発表された結果、惜しくもミスコンは準優勝だった。一番じゃなかったのは悔しいけど、銀トロいえい。ちっちゃいティアラもらった。かわいい。
「やっぱ私も飛んだ方が良かったかな〜」
「たしかに! 後ろの方見えにくかったかも?」
「世界観ありすぎてちょっとひいちゃったもん俺」
「ひかんといて〜」
上鳴くんのほっぺを人差し指でグリグリと押し込む。地味に痛いやつ。ほっぺ赤くしてピカチュウにしてやる。
「ま、楽しかったからいいや」
「ね! 来年こそ一位……!」
「あ、来年はいいです〜」
「えー!?」
2年連続はしんどい。
「今日はありがとう! 楽しかった!」
「また遊ぼうね」
「……うん」
緑谷くんと並んで、校門のところでエリちゃんとバイバイする。とは言っても、近いうちにエリちゃん雄英預かりになるらしいし、ちょっとのお別れだ。寂しそうに俯くエリちゃんに、緑谷くんが声をかけた。
「サプライズ!」
スッ、と差し出したのは、リンゴ飴。おお、いつの間に。
「リンゴアメ!? 売ってた!? 俺探したよ!?」
どうぞ、と通形先輩にも渡している。どうやらリンゴ飴がないらしい、と思った緑谷くんが、エリちゃんのために自作したようだ。
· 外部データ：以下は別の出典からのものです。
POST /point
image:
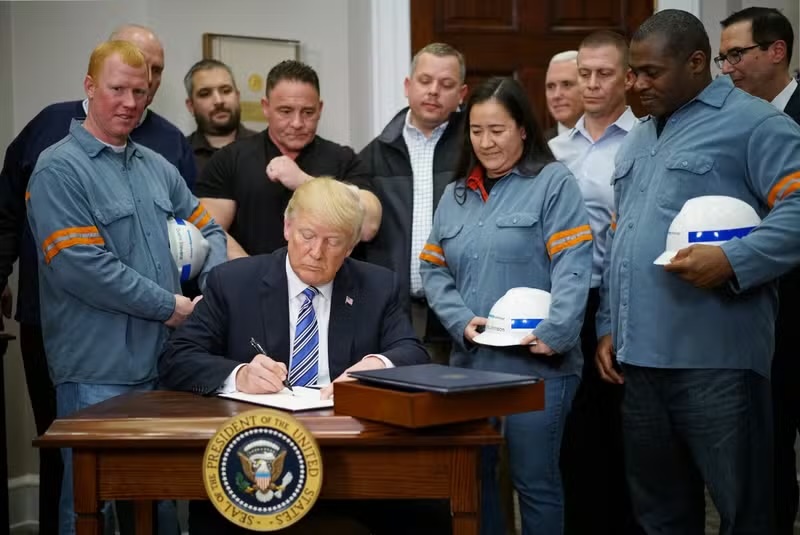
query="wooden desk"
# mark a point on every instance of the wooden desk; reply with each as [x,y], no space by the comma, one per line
[149,446]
優男だ。
「じゃ、私もこれあげる」
「てぃあら?」
「そうそう、よく知ってるね」
「マリィさんがしてたの」
「ああ、ローズクイーンがね……」
ミスコンでもらった小さなティアラを、エリちゃんの頭にちょこんと乗せた。貰い物だけど、記念トロフィーみたいなもんだし、誰かにプレゼントしちゃうのも私の勝手だろう。私調べ女児は光り物が大好き。セボンスターとかも。ありがとう、と赤く染まった頬を、優しくもちもちした。
「フフ……さらに甘い」
エリちゃんが、リンゴ飴を一口齧って、笑った。
「指痛いの?」
「え? あ、アハハ、いや、大丈夫だよ」
「へえ〜」
エリちゃん達とバイバイして、緑谷くんと二人寮までの道を歩く。右手の中指を、ピシピシと確かめるように弾いた緑谷くん。尋ねると、あからさまに目をそらされた。ライブが始まる直前、ギリギリに帰ってきた緑谷くんがまあまあボロボロだったので、どうせまた何かしらのトラブルにでも巻き込まれたんだろうな、って予想はついた。深追いは、別にしないけど。
「まあ、やんちゃはほどほどにね」
「ハハ、気をつけます……」
サア、と吹いた風に、くるくると巻いた髪が攫われる。虫の報せというのか、なあーんかムズムズザワザワする。花粉かな。